In my email today:
I am visiting Houston in a couple of weeks. … I was wondering: are there any particular routes that would be interesting to ride as an example?
Yes, I led the design process for the new Houston bus network, implemented in August 2015. Buses now run in simpler, straighter, more useful paths, and often at much higher frequencies. People can get to more places more quickly than ever before. The high-frequency network went from this …
to this …
But I don’t know how I would direct a tourist to experience this — the way it’s so easy to tour a piece of transit technology. You can ride one of the redesigned bus routes, but you won’t notice it’s redesigned unless you try to travel through the system for many purposes. You can ride a cool bus, and take pictures of it, but then you’ve toured another piece of technology, not the network.
You’d have to live in the city, and use the bus to go lots of places, in order to experience the thing that we designed, which is the sheer ease of getting to many places more quickly.

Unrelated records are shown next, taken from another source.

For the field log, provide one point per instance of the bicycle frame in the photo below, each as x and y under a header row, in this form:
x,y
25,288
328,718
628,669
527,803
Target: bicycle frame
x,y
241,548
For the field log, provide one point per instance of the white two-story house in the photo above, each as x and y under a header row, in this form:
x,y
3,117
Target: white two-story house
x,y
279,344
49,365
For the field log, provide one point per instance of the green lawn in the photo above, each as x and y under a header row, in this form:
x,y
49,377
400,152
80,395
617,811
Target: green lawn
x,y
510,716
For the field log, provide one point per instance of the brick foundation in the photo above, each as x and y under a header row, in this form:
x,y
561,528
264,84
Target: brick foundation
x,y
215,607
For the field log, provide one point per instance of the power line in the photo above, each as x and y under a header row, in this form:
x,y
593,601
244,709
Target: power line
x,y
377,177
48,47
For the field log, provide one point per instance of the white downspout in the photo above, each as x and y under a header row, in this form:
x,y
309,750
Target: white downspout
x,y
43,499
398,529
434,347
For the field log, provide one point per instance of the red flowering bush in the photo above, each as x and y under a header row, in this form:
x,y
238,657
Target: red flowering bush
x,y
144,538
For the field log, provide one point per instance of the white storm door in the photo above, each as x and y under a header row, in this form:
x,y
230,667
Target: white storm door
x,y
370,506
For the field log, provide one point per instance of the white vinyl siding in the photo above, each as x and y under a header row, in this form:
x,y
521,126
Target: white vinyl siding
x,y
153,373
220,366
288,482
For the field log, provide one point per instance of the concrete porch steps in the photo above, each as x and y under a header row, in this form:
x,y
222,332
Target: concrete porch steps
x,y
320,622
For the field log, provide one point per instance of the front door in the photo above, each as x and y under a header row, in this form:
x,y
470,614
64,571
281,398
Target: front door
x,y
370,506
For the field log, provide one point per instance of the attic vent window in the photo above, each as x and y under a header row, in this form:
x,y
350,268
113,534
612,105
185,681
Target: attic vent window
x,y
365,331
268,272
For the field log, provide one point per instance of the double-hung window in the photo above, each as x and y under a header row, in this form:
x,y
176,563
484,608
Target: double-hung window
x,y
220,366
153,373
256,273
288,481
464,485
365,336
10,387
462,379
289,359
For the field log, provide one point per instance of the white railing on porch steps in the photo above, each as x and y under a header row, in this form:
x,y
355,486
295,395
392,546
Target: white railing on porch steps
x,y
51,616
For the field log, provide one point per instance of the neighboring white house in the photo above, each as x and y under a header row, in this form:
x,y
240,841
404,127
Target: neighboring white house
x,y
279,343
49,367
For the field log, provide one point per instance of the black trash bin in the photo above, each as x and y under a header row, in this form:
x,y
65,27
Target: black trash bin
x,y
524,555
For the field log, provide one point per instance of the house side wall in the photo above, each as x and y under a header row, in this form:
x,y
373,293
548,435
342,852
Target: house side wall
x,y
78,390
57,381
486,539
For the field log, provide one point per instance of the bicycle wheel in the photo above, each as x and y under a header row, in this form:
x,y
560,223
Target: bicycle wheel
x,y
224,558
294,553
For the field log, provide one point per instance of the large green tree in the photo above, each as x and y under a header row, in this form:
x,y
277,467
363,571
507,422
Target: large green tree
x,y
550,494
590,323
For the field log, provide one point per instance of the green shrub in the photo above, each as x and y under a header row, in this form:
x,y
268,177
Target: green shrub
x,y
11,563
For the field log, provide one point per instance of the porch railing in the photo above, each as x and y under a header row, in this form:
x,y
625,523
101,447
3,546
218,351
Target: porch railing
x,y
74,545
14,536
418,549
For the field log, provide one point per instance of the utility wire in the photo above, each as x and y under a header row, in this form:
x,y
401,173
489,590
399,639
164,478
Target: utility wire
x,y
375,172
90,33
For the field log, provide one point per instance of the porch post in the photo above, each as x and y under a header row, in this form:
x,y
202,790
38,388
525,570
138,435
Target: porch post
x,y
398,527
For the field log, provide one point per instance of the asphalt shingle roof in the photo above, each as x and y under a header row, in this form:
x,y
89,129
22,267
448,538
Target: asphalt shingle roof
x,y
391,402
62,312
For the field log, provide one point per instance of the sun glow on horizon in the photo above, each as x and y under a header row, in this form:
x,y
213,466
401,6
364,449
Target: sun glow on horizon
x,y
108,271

At best, you could tour information and wayfinding systems. If you stand at a bus stop, how obvious is the network and its usefulness? This is a kind of tourism that I encourage, and that I always engage in. But the wayfinding is not the network. Many transit networks are much better than you’d guess from their public information, signage, etc.
Here is yet another example of why cities often look at improving their bus networks only after they’ve tried everything else. There’s nothing to tour, nothing a visitor can see in an hour that would give them a sense of it.
I’m curious if anyone else has encountered ways to make bus network redesign an object of tourism. Because among urbanist opinion leaders, tourism is a huge part of how ideas are transmitted, and valued.